Automatic CephFS Recovery after Blacklisting

Apr 14, 2020 jtlayton

The Linux Kernel CephFS client has gained the ability to automatically recover access to the cluster after a blacklisting and unblacklisting event.

CephFS relies heavily on delegating recallable stateful objects (represented by file capabilities, dentries, etc.) to the clients to attain good performance. This allows the clients to effectively cache granular information about the filesystem. Performance (and forward progress) also relies on the client to return that state in a timely fashion when it's revoked by the MDS.

In certain cases the client can fail to return its state back to the MDS for a long time. This could be due to a bug on the client or server, or a loss of connectivity between them. In this situation, the client can end up blacklisted (aka evicted) by the MDS's, with all of its state forcibly revoked.

Once the problem has been solved, the administrator can remove the client from the blacklist. In the past, the client needed to re-mount the filesystem in order to recover, which is disruptive for some applications.

Starting in v5.4, the Linux client accepts a new recover_session= mount option. The default is recover_session=no, which preserves the historical behavior.

If the mount option recover_session=clean is specified, then the client will attempt to reconnect to the MDS once the blacklisting has been cleared.

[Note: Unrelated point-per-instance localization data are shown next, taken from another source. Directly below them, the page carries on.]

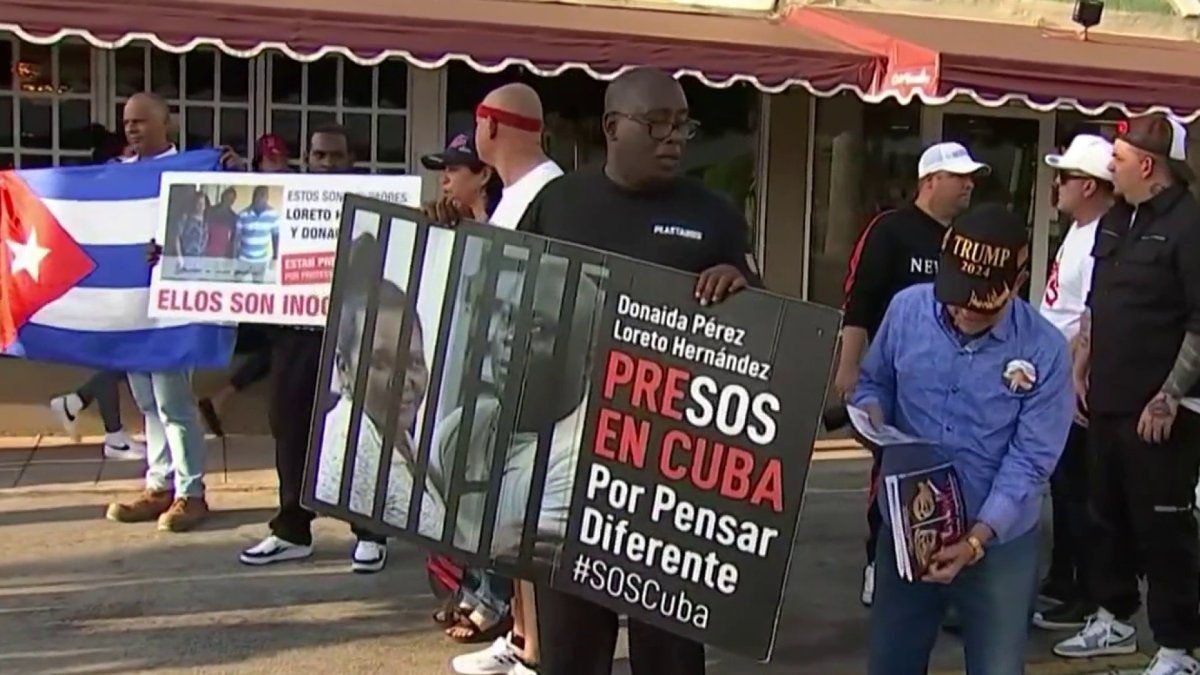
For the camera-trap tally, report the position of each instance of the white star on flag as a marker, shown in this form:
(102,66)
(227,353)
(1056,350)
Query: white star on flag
(28,256)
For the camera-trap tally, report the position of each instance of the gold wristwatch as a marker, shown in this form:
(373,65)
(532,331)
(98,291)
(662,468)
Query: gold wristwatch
(977,547)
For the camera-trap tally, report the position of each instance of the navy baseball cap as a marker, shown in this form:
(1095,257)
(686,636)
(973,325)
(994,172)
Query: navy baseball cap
(460,153)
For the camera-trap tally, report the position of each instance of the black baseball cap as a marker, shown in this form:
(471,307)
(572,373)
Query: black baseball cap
(460,153)
(1163,136)
(984,252)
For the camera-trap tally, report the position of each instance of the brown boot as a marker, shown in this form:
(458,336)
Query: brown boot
(149,506)
(184,514)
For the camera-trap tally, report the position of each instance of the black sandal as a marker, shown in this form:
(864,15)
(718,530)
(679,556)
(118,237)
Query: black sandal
(475,634)
(449,614)
(211,419)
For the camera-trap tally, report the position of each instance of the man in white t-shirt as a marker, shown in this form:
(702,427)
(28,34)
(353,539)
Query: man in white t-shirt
(508,137)
(1084,186)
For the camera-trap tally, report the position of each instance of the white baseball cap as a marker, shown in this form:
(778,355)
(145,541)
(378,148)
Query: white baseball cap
(1087,154)
(949,157)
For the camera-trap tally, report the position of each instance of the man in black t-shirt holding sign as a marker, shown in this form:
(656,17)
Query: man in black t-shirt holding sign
(637,205)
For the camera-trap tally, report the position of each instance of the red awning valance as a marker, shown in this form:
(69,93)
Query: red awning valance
(490,35)
(940,59)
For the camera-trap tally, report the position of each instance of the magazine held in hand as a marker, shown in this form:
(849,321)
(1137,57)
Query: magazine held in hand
(927,513)
(924,506)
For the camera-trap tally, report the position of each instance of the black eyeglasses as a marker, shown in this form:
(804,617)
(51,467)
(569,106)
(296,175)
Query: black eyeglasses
(661,130)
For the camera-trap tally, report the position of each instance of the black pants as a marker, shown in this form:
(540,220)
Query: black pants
(1141,500)
(874,517)
(293,392)
(1072,524)
(257,340)
(579,638)
(105,389)
(255,368)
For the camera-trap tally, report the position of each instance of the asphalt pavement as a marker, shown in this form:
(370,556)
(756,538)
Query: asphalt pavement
(79,595)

For a workload that is all reads and that doesn't involve file locking, the recovery should be seamless.

It can also be used on writeable mounts and/or with file locking as well, but the client must take steps to protect data integrity for clients that weren't blacklisted, and ensure that its caches are coherent in this situation.

Any data or metadata that was written to the cache and not yet flushed out will be dropped, and writeback errors will be recorded against those inodes (causing an error to be returned when fsync() is called on one of its file descriptors).

File descriptors that are associated with files on which any file locks were held will return errors on any read or write attempt against them. All of them must be closed before any reads or writes will again be allowed.

In general, this option should not be used by most clients that have stable connections to the MDS's, but in environments where connectivity may be spotty, and availability is more important than correctness, admins may want to consider enabling it.